File type filter for Media Search
Closed, ResolvedPublic

Description

As a Commons user, I want to be able to filter search results by file type so I can narrow results down to only the file type I want.

Acceptance Criteria:

  • A "File Type" filter is added that allows users to only see results of a specific file type
  • The file type filter should only appear on the Images, Audio, Video, and Other tabs (the Other tab is out of scope for this ticket - will be handled in T257699)
  • The file type filter should have the following options:
    • On the Images tab: tiff, png, gif, jpg, webp, xcf, svg
    • On the Audio tab: mid, flac, wav, mp3, ogg
    • On the Video tab: webm, mpg, ogv (this should have the display label 'ogv' but the value 'ogg')
    • On the Other tab: pdf, djvu, stl
  • The file type filter should match the following design on desktop. This task does not cover the mobile UI (this will be done as part of T258615)

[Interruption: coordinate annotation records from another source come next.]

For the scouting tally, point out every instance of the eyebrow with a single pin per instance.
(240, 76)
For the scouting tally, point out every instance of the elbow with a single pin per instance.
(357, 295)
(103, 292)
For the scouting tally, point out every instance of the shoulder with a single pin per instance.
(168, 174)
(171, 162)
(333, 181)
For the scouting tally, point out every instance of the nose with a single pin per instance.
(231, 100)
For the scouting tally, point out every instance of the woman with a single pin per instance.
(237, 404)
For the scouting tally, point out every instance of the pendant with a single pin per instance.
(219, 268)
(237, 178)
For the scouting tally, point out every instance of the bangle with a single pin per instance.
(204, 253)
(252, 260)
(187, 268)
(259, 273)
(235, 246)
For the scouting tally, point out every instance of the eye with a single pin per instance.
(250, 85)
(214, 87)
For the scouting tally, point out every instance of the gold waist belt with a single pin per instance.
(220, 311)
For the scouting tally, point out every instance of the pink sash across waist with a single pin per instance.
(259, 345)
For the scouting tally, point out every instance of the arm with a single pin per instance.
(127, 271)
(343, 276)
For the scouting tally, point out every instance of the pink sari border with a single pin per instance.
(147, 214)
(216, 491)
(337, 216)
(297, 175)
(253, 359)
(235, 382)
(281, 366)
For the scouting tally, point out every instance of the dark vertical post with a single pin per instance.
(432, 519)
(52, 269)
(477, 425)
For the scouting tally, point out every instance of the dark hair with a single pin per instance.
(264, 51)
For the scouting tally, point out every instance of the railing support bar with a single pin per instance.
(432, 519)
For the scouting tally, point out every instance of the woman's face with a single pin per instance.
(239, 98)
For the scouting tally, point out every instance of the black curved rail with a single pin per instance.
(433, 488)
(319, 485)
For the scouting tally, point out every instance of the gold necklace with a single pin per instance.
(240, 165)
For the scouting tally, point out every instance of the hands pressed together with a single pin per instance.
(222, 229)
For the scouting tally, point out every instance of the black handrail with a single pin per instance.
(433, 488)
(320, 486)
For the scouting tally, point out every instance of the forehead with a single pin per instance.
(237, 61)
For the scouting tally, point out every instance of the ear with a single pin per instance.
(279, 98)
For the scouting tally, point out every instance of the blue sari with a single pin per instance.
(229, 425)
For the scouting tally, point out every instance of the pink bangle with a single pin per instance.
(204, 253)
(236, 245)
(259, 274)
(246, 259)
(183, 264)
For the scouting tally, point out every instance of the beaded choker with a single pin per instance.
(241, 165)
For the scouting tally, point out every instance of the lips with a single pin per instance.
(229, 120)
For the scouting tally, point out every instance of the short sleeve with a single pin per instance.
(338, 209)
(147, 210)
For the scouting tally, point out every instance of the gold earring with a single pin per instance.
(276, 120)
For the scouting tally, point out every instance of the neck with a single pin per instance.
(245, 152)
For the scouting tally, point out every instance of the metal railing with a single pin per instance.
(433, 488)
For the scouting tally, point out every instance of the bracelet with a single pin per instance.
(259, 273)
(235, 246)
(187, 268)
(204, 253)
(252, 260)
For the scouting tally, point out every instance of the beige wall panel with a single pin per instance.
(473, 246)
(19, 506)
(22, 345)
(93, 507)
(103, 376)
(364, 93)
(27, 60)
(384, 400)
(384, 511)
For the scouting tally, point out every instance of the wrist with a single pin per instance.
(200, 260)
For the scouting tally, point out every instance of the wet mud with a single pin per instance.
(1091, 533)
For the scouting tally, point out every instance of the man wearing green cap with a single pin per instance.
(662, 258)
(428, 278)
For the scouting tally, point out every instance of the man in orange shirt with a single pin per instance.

filters.jpg (755×1 px, 335 KB)

Event Timeline

@CBogen / @Ramsey-WMF, could I get a second pair of eyes on the file types per tab in the acceptance criteria here? Do those look right to you? I checked the allowed file types on Special:Upload and had to look a few of them up so I wanted to make sure I didn't miss anything.

AnneT removed AnneT as the assignee of this task.Aug 18 2020, 7:31 PM

JPEY? 🤔

@CBogen / @Ramsey-WMF, could I get a second pair of eyes on the file types per tab in the acceptance criteria here? Do those look right to you? I checked the allowed file types on Special:Upload and had to look a few of them up so I wanted to make sure I didn't miss anything.

The only one other concern I have (which might be minor) is this - in our current advanced search UI we combine the extension variants into just one (for the mimetype). So for TIFF we just look for tiff, not tiff and tif. Behind the scenes it's doing a filemime:xxx search, and that is looking for specific strings (filemime:jpeg works, filemime:jpg doesn't).

I can see arguments for not doing mimetype searches and trying to match exact strings in the filename. Ultimately it probably depends on what the actual search mechanism is going to be though. Filemime, from what I understand, is pretty cheap performance-wise. I don't know if doing regular expressions on filenames to match the extension perfectly makes a big difference in performance, but it might!

As an example, currently there is no UI on Commons to facilitate finding files that have the .opus extension. But you can kinda do it sloppily with intitle: /".opus"/ BUT that includes some files that have weird filenames that include weird double extensions like ".opus.ogg" which is...kinda the same thing but maybe not what the user is looking for so then you have to add the $ to match the .opus to the very end of the string....

So I'll leave this one to the engineers 😄 But since this is a file *type* filter and not a file *extension* filter, I'd lean towards doing it the way advanced search currently does (with filemime), and not worry about getting the extensions exactly right.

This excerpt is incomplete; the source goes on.